ネーミングひとつで売れ行きが変わる バーモントカレー、マクドナルド…“名前”の持つ不思議な力
ネーミングひとつで売れ行きが変わる?!
そういえばもう40年も前のことになるけれども、丸首長袖シャツは「トレーナー」と命名された途端急激に売れ始めた。「スニーカー」も同じだ。1977年にリリースされた原田真二さんのデビュー曲『てぃーんず ぶるーす』の歌詞に出てくるように、スポーツシューズはそれまで「ズック」だった。1979年にチューリップが『虹とスニーカーの頃』というタイトルの楽曲を発売しているので、この2年間のどこかで「スニーカー」という名前が普及し、大いに売れるようになったということだろう。
さて、2016年に製作、公開された米国映画『ファウンダー ハンバーガー帝国のヒミツ』は、マクドナルドを世界最大のファーストフードチェーンに成長させたレイ・クロックを描いた映画だ。なぜレイ・クロックは、創業者のマクドナルド兄弟からの繁盛店買収に強欲なまでに固執し、悪魔になっていったのか?
ひとつは、店頭で効率的にハンバーガーを製造できる「スピード・サービス・システム」を構築していたことだ。低コストで高品質の商品を大量製造できる革新的なシステムだった。
そして、もうひとつ。それは「マクドナルド」という店名そのものにある。映画の中でレイ・クロックは言った。「“マクドナルド”。なんていい響きなんだ。
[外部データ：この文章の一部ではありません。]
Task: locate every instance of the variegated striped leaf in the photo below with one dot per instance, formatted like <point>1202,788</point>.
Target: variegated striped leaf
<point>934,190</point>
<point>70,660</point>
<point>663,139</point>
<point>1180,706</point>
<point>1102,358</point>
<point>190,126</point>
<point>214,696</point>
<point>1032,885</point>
“レイ・クロック”という名前のハンバーガー屋は食指をそそらないが、“マクドナルド”は素晴らしい」。
英単語の細かなニュアンスについては分からないけれども、“マクドナルド”という名前と食との親和性の強さが大きいことは理解できる。やはりネーミングとは、上位に位置するプロモーション要素なのである。
最近は、小売業もPB(プライベートブランド)や総菜などにもオリジナルの名前をつけているようだが、ここは熟慮に熟慮を重ねる必要があるかもしれない。名前ひとつで、売れ行きがまったく変わる可能性はいまなおあるからだ。